En matière de paiement, il convient de distinguer d’une part les paiements domestiques et les paiements en cross-borders (internationaux) et d’autre part les paiements institutionnels et les paiements marchands.

- Pour les paiements internationaux, l’Algérie a adhéré au système arabe de paiements BUNA. Elle guette toute opportunité de diversification de ses solutions de paiement autres que Swift et en monnaie autre que le dollar américain pour des raisons essentiellement de sécurité nationale.

- Les paiements domestiques, quant à eux, il y a matière à réflexion et de quoi alimenter le débat national sur l’importance de la défiscalisation pour l’améliorer significativement. Il y a lieu de noter l’intégration de cette notion dans la nouvelle loi monétaire et bancaire et la création d’un conseil national des paiements qu’il faut saluer au passage si ces missions et ses prérogatives sont définies de façon pertinente. Il y a également une ouverture dans ce domaine pour les opérateurs du digital, les «fintechs PSP ou PSSP».

- Les paiements institutionnels sont plutôt bien pilotés, faciles à modeler au vu de l’efficacité de la Banque d’Algérie en la matière. D’ailleurs, le système RTGS fonctionne depuis longtemps entre les intervenants concernés. Il sera question donc d’en faire une plateforme et en améliorer les délais pour passer à des paiements instantanés et en améliorer les formes. Je pense que le dinar digital sera élaboré et paramétré dans ce sens.

- Les paiements marchands sont le canard boiteux et la problématique majeure du système de paiement pour des raisons beaucoup plus complexes.

  • Quid de l’aspect lié à la sécurité des transactions ?

La digitalisation souffre, bien évidemment, de mauvaise réputation provenant essentiellement de la sécurité des transactions avec les risques y afférents, ainsi que de l’absence d’anonymat avec les risques de débordement sur la vie privée des citoyens.

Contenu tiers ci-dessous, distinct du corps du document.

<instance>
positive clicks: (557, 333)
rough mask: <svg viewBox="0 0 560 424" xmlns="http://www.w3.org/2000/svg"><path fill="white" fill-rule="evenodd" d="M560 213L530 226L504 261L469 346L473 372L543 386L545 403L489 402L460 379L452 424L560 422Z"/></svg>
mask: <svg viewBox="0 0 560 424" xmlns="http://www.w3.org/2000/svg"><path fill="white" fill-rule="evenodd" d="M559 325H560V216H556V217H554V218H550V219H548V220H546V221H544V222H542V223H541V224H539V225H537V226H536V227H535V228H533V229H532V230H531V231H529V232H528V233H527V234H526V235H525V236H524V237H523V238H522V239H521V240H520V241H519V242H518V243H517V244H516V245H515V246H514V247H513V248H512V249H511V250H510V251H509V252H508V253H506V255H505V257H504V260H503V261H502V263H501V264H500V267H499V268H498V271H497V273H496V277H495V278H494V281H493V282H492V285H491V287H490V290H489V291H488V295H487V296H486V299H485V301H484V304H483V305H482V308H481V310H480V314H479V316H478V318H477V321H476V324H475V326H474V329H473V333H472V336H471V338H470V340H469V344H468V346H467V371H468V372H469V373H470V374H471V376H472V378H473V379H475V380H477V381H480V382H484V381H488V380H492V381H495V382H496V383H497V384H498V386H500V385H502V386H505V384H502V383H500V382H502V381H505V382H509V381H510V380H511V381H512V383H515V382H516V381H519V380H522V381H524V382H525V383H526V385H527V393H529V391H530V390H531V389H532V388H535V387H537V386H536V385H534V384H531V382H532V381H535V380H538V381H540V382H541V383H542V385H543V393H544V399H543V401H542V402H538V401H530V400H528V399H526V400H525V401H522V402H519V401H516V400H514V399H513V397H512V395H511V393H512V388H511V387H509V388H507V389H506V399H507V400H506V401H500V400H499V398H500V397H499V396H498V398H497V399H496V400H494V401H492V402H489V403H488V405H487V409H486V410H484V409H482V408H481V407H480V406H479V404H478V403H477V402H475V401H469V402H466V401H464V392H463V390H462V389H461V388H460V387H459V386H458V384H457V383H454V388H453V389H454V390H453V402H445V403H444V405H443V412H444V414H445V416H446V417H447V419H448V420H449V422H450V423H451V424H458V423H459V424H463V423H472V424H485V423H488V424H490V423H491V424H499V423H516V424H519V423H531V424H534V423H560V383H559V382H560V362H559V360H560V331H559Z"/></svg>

En plus des solutions de plus en plus efficaces de cybersécurité que le monde digital développe depuis longtemps, il est possible de parer aux objections provenant de ces risques en mettant en place une régulation favorable aux victimes éventuelles.

Ceci n’élimine bien évidemment pas totalement les risques systémiques ni spécifiques qui pèsent sur tout le système financier, comme celui du risque d’un black-out total.

Quant à la sécurité et à la confidentialité des données personnelles et privées des citoyens, en plus du cadre juridique de leur protection déjà en vigueur, il est recommandé de constitutionnaliser l’accès à ces données de façon à respecter la séparation des pouvoirs conformément aux dispositions de notre constitution pour rassurer les utilisateurs et les investisseurs.

Enfin, au vu des précédents internationaux en matière de sécurité financière et globalement de sécurité nationale, je recommande vivement de modérer la généralisation de l’usage des technologies jusqu’à ce que notre politique de souveraineté numérique soit clairement définie et mise en place.